The use of Q's makes the calculations for problems of this nature (of which there are many in brewing) very simple.

Q is computed from pHz using the method given in the Sticky on carbonates.

...provided that the reaction goes to completion, which it eventually should if all of the generated CO2 evolves out of the solution as a gas. There will be of course some portion of CO2 which will not be liberated from solution as a gas, and as such, some degree in which the reaction can potentially be driven in reverse (until such time as nigh on all CO2 is released from the system as a gas).

It should be clear from the foregoing that the reaction will not complete. At mash pH some 8% or so of the added bicarbonate will remain as bicarbonate.

 

[ajdelange]

The last sentence in the last post is a bit disingenuous as it assumes that no CO2 escapes the solution which, of course, it does.

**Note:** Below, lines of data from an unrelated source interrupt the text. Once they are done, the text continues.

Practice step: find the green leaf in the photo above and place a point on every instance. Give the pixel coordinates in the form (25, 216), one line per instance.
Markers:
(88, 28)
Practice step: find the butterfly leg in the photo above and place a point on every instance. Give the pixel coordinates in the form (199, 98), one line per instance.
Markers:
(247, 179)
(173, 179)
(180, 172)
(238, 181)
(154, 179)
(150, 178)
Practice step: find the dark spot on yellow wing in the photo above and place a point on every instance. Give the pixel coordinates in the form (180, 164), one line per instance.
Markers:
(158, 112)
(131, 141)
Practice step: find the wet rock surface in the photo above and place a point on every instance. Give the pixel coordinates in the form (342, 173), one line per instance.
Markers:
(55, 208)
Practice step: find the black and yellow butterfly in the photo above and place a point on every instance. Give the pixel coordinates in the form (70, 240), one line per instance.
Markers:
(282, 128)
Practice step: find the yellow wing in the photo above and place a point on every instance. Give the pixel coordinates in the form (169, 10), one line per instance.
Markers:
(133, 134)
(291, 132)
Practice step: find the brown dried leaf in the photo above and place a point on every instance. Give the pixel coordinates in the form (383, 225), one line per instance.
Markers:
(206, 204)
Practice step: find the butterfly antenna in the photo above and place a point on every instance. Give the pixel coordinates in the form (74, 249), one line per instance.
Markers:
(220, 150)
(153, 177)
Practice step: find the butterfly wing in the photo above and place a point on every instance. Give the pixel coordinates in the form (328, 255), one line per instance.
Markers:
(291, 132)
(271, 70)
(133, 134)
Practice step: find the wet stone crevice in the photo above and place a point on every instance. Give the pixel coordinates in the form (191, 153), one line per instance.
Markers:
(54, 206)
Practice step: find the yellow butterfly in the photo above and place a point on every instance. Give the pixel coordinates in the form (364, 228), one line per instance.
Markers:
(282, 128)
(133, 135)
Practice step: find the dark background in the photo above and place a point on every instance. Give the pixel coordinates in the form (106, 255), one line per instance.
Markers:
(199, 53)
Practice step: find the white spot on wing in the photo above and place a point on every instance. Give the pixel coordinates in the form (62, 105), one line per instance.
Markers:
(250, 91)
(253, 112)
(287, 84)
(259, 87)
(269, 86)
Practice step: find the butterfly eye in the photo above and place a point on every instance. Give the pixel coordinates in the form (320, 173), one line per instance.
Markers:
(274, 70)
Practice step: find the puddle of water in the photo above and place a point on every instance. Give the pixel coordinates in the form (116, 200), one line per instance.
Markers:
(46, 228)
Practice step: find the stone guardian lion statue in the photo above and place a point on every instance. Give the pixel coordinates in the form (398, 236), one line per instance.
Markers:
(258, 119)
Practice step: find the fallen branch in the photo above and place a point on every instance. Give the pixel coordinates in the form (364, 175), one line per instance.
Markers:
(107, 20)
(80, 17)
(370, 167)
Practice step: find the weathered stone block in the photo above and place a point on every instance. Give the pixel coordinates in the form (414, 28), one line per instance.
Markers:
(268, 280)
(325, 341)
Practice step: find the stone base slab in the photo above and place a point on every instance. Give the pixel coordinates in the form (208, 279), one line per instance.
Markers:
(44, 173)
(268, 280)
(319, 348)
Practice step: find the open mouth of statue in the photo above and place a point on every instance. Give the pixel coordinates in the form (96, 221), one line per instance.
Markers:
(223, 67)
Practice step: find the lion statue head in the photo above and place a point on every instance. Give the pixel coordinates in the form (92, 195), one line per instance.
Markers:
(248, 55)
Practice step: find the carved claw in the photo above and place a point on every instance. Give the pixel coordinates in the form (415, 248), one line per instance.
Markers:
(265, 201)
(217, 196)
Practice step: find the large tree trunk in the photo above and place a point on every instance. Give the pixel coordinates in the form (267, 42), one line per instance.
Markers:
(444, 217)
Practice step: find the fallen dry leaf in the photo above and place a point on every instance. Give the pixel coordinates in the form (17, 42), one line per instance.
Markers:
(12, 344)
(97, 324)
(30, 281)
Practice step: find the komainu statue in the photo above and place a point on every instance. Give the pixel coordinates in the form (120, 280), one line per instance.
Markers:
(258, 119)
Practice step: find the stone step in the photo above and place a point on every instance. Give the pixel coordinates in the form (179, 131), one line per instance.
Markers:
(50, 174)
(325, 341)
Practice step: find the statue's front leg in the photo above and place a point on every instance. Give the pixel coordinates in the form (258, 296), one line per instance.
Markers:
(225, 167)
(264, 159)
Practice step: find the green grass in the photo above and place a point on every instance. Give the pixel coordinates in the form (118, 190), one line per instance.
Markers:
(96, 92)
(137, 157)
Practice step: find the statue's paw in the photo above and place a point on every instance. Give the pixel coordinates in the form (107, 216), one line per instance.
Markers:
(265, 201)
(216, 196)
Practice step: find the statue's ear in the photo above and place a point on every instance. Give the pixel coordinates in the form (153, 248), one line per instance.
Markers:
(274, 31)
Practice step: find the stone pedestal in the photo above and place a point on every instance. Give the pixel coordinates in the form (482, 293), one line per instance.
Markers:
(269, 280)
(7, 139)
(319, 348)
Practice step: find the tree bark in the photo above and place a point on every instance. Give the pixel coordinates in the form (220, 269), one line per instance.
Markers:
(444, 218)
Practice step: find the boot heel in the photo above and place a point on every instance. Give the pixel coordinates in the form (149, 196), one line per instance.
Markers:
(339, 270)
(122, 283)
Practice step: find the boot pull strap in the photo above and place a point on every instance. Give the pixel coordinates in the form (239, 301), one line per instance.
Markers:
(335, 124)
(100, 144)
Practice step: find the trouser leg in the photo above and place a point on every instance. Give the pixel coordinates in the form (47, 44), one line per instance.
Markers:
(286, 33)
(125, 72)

It would be more accurate to say that there will always be some bicarbonate in solution (in fact if you don't add any the air will add some and when you carbonate your beer you add quite a bit) and thus the reaction does not complete. How much of the bicarbonate that you add remains will depend on a lot of things like time. If you wait long enough (a very long time) a sodium bicarbonate solution will convert to a sodium carbonate solution with very little bicarbonate as the pH will be high: 2NaHCO3 ---> H2O + CO2 + Na2CO3. This is how baking soda makes, e.g., pancakes rise.